Tuesday, March 17, 2009

Nice legs


In our last meeting with the architect and contractor, we ended up insisting on using the wood slab table that is now down at the old house as a counter between the kitchen and the dining room. It means cutting a section out of the table (about a fourth), but it’s worth it to have a place where this cool piece of wood can be part of daily life. We've been pushing this for the last month or so, and they've seemed reluctant. It doesn't seem to have any structural effect, so I guess it's just the idea of cutting into the wood.
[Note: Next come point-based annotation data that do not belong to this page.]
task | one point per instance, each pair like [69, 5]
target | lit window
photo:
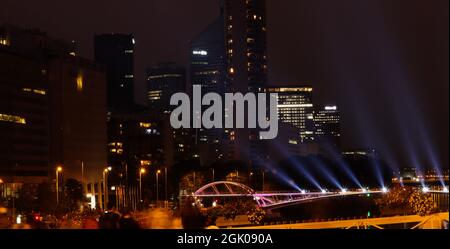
[145, 125]
[79, 81]
[200, 52]
[12, 118]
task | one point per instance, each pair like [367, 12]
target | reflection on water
[329, 208]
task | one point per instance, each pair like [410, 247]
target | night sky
[383, 62]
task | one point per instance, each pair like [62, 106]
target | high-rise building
[116, 53]
[327, 126]
[245, 39]
[163, 81]
[53, 110]
[230, 56]
[295, 107]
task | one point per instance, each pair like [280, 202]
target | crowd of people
[189, 217]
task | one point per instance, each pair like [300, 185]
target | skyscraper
[327, 126]
[163, 81]
[52, 108]
[295, 107]
[230, 56]
[246, 52]
[116, 52]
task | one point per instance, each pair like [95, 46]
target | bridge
[225, 189]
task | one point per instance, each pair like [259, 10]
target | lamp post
[165, 186]
[142, 171]
[58, 170]
[105, 187]
[82, 177]
[264, 174]
[157, 187]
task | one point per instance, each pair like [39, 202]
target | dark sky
[384, 62]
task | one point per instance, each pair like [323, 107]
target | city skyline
[213, 114]
[325, 52]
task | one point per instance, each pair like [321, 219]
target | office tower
[116, 53]
[327, 126]
[295, 107]
[245, 35]
[53, 110]
[230, 56]
[163, 81]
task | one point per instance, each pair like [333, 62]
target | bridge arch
[224, 187]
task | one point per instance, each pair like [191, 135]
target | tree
[256, 215]
[73, 194]
[421, 204]
[407, 200]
We bought the table from an old man in Nagano who has a little woodworking shack in the forest on the side of the road going up the Alps. It’s a ramshackle place jammed full of slabs of wood that he’s in various stages of work on. You have to slide between, and almost crawl over, huge slices of nara, hinoki, cryptomeria, oak, and various pines. Scattered everywhere are figures that he’s sculpted out of the remains: from buddhas to forest animals. He works all alone and he’s getting pretty old.

We chose a slab of nara and he made the legs out of the outer part of the trunk. He formed them to the shape of the bottom of the table, so it just rests on them, with the weight holding it solid. They look great but don’t leave much room for human legs. If we use the table as a counter, we can’t use the legs, but I’m sure we’ll find some use for them.